Memandang Allah di surga bagi orang-orang mukmin adalah suatu yang haq. Allah berfirman di dalam Alqur’an, “Wajah-wajah (orang-orang mukmin) pada hari itu berseri-seri. Kepada Rabbnya-lah mereka melihat.” (QS. Al-Qiyamah: 22-23).
Melihat Allah di surga merupakan kenikmatan terbesar bagi orang-orang yang memasuki surga Allah. Kenikmatan ini tidak dirasakan oleh penduduk neraka sebab mereka terhalangi untuk melihat Rabb Yang Maha Indah.
Dua pihak yang menyelisihi masalah ru’yah (melihat Allah) ini di antaranya adalah sekte Jahmiyah dan Mu’tazilah. Mereka menolak kebenaran bahwa seorang mukmin di surga akan melihat wajah Allah dengan jelas dan terang. Pendapat mereka batil dan tertolak oleh Alqur’an dan As-Sunnah. Di antara dalil melihat Allah di surga adalah firman-Nya, “Wajah-wajah (orang Mukmin) pada hari itu berseri-seri. Kepada Tuhannyalah mereka memandang.” (QS. Al-Qiyamah: 22-23).
Dalam ayat lain, Allah berfirman, “Bagi orang-orang yang berbuat baik, ada pahala yang terbaik (al-husna) dan tambahannya (kenikmatan melihat wajah Allah).” (QS. Yunus: 26). Yang dimaksud dengan al-husna adalah surga dan tambahan adalah melihat Wajah Allah yang mulia.
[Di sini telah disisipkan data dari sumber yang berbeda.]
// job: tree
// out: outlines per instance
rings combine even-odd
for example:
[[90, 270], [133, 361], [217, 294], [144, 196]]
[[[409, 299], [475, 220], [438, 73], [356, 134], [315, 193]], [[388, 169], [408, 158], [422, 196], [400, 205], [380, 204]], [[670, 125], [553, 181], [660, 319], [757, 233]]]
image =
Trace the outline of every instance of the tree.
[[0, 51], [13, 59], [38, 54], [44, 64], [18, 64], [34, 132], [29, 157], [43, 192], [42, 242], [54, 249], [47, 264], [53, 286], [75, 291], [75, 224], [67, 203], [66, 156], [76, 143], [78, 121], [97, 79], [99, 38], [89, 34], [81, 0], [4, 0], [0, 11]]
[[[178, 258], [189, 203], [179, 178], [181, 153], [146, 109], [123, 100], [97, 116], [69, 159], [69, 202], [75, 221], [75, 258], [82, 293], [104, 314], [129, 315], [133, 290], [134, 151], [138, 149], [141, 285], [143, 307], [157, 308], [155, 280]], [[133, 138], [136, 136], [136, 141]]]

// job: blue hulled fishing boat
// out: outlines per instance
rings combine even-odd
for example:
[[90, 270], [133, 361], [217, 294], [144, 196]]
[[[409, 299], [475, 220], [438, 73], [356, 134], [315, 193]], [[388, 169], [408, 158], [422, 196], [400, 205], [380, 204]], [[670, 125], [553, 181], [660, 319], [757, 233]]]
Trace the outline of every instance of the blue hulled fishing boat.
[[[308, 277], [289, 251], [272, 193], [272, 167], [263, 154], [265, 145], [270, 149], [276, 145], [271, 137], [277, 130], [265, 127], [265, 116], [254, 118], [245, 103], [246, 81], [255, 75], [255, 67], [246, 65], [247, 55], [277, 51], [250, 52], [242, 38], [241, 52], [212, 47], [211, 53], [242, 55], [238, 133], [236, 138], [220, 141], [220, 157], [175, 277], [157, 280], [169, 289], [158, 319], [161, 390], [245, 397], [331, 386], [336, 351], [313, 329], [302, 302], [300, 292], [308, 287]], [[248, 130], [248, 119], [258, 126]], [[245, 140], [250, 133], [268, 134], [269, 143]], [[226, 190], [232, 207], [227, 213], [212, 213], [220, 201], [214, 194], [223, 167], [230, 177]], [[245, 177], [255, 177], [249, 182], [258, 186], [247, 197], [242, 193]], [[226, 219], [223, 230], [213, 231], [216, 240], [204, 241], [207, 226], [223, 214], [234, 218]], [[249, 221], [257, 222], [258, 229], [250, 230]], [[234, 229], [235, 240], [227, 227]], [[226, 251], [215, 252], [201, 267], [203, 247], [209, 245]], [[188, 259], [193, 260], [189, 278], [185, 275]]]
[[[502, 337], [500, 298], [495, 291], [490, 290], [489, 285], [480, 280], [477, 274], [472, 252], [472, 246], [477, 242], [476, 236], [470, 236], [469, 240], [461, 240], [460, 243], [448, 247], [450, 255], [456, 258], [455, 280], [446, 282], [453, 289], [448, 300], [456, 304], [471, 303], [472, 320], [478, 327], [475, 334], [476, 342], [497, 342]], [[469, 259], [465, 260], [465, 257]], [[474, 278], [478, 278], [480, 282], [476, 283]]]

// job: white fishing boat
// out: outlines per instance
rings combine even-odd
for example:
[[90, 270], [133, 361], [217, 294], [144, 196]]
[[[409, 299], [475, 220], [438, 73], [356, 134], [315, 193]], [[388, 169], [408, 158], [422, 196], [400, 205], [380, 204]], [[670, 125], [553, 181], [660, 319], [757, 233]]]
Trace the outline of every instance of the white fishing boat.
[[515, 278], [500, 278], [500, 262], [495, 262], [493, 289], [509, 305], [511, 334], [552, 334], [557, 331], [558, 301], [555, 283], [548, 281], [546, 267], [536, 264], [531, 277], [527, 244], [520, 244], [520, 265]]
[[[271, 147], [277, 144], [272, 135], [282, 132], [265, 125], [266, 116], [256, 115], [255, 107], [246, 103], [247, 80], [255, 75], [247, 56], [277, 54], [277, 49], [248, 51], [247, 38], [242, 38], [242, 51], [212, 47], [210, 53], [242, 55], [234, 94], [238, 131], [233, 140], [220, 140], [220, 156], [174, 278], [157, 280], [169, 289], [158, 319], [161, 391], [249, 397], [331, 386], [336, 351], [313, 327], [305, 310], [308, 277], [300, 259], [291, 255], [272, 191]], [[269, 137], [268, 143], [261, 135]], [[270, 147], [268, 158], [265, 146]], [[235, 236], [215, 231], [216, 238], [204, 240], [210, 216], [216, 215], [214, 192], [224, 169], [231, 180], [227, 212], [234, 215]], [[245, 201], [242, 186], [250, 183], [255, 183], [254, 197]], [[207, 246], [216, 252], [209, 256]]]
Begitulah Rasulullah menafsirkannya, juga para sahabat beliau sebagaimana disebutkan dalam hadits dari Suhaib, ia berkata Rasulullah shallallahu ‘alaihi wa sallam membaca ayat ini (QS. Yunus: 26) lalu bersabda, “Bila penghuni surga telah masuk surga dan penduduk neraka telah masuk neraka, seorang penyeru mengumumkan, ‘Wahai penghuni surga, sesungguhnya kalian mempunyai janji di sisi Rabb kalian yang Dia ingin tunaikan bagi kalian.’ Mereka bertanya, ‘Apa itu?’ Bukankah Dia telah memberatkan timbangan amal kebaikan kami, mencerahkan wajah kami, memasukkan kami ke dalam surga dan menyelamatkan kami dari api neraka?’ Lalu Allah menyingkap tabir, maka mereka melihat kepada-Nya. mereka tidak diberi sesuatu yang lebih mereka cintai dari pada melihat kepada Allah, dan ini adalah tambahan itu.” (HR. Muslim, At-Tirmidzi, dan Ibnu Majah).
Dalam riwayat lain juga disebutkan bahwa Rasulullah pernah duduk-duduk bersama para sahabat beliau. Saat itu malam ke-14 bulan sangat terlihat dengan jelas. Rasulullah kemudian bersabda, “Sesungguhnya kalian akan melihat Rabb kalian dengan mata kepala kalian sebagaimana kalian melihat bulan itu, kalian tidak perlu berdesakan untuk melihatnya.” (HR. Bukhari-Muslim).
Berbeda dengan orang-orang beriman, orang-orang yang ingkar kepada Allah akan terhalang dari melihat wajah-Nya. Allah berfirman, “Sekali-kali tidak! Sesungguhnya mereka pada hari itu benar-benar terhalang dari (melihat) Rabbnya.” (QS. Al-Muthaffifin: 15).
Melihat Allah di Dunia
Adapun melihat Alla di dunia, para ulama bersepakat bahwa tidak seorang pun di dunia ini yang dapat melihat Allah dengan matanya. Mereka tidak berbeda pendapat dalam masalah ini kecuali pendapat tentang Nabi Muhammad. Di antara para ahli ilmu ada yang mengatakan bahwa Nabi Muhammad pernah melihat Allah dan di antara mereka mengatakan bahwa Nabi Muhammad juga tidak dapat melihat Allah di dunia.
Syaikh Abdul Akhir Hammad Al-Ghunaimi dalam “Al-Minhah Al-Ilahiyah fi Tahdzib Syarh Ath-Thahawiyah” mengatakan bahwa manusia tidak melihat Allah di dunia karena pandangan mata manusia yang lemah bukan karena melihat-Nya adalah mustahil. Bila seseorang mengarahkan pandangan matanya ke matahari, dia tidak kuasa melihatnya bukan karena apa yang dilihat tidak bisa dilihat, akan tetapi karena mata penglihatannya yang tidak kuat. Tetapi di akhirat, Allah akan menyempurnakan kekuatan manusia sehingga mereka kuat melihat-Nya.